Personnellement, il m’aura fallu expérimenter plusieurs années de souffrance profonde avant d’oser m’extirper d’une vie mortifère, pour m’engager direction l’inconnu guidé par le cœur.
Dans cet article, je parlerai plus précisément de l’envie de se reconvertir lorsqu’on est soignante. J’y aborde trois croyances autour de ce sujet, et les magnifiques opportunités de connaissance de soi qu’elles cachent.
L’intention est de vous partager un point de vue issu de mes propres expériences, et d’ouvrir des pistes de questionnements personnels.
Voici donc 3 affirmations qui viennent déconstruire certaines croyances autour du sujet de la reconversion :
1) Se reconvertir ne veut pas seulement dire changer de métier...
...Cela signifie également changer totalement de mode de vie.
Le choix de quitter une profession, n’amène pas seulement à refaçonner l’aspect professionnel de sa vie.
C’est une expérience nouvelle qui amène à voir la vie différemment, et qui vient forcément impacter toutes les autres sphères de la vie.
C’est aussi une découverte de parts oubliées de soi-même ; comme des retrouvailles que l’on n’attendait plus, et qui peuvent surprendre à plein de degrés différents.
L’intention de quitter une profession et/ou oser sauter le pas, fait ressurgir nombre d’émotions. Les voir se révéler, et même parfois exploser, peut être difficile à accueillir après avoir vécu un certain nombre d’années dans des repères certes souffrants, mais en même temps connus.

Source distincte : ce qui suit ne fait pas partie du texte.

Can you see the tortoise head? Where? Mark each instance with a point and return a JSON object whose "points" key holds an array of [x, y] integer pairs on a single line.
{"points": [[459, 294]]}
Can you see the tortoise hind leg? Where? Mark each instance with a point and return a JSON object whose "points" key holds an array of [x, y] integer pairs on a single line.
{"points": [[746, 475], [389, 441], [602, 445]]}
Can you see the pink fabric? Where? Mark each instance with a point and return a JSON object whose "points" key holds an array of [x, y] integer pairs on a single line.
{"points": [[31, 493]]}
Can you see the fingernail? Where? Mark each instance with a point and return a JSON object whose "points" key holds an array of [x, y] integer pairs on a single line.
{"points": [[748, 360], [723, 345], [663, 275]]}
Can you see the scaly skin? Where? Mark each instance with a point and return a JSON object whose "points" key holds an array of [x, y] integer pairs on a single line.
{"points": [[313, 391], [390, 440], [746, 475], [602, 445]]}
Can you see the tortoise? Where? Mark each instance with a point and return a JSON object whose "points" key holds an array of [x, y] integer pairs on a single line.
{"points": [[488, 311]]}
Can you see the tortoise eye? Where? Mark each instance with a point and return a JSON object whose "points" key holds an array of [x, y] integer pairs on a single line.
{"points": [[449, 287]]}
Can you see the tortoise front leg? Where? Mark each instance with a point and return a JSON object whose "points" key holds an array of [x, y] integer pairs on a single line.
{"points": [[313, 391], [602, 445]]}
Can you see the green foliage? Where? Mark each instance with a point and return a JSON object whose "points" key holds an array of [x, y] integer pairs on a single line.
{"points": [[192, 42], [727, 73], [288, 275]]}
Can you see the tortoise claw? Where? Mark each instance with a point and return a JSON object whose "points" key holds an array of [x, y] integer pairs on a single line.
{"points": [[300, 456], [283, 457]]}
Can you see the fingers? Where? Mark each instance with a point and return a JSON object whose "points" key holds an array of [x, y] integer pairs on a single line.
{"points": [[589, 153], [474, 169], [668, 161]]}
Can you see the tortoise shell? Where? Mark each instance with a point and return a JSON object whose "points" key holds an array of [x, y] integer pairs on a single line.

L’habitude de se reconnaître et d’être reconnue à travers une certaine manière d’être bien définie, de mener des journées programmées selon un timing bien précis dicté par des obligations extérieures...tout cela est amené à être remis en question.
Pour ce qui est de mon vécu à ce sujet, j’ai d’abord voulu me reconvertir pour m’assurer rapidement une sécurité financière.
Mais aujourd’hui, je sais que plusieurs parts blessées ont motivé ce choix : le besoin de me rassurer et de rassurer mon entourage sur le fait que je n’arrêtais pas mon métier pour « devenir une feignante qui ne fait plus rien de sa vie » (ce que j’ai fini par expérimenter), de montrer que j’étais capable de m’en sortir toute seule sans l’aide de personne (ce qui ne peut jamais être complètement le cas), et surtout pour me construire une identité (que j’ai fini par perdre totalement).
Par les expériences qui ont suivi, tout cela s’est petit à petit déconstruit : ma peur de paraître feignante s’est transformée en conscience de la nécessité primordiale de prendre soin de mon corps, de me reposer pour de vrai et de m’ouvrir au plaisir de vivre ; cette armure de fausse assurance et d’indépendance que je portais a commencé à se fissurer, et mon cœur s’ouvre de plus en plus à une vision d’entraide et de partage sans autre arrière-pensée que l’amour et la compréhension ; les cases dans lesquelles je m’enfermais pour me sentir exister ont volé en éclats, pour me faire revenir simplement à ma condition d’humaine qui expérimente plein de facettes différentes de la vie.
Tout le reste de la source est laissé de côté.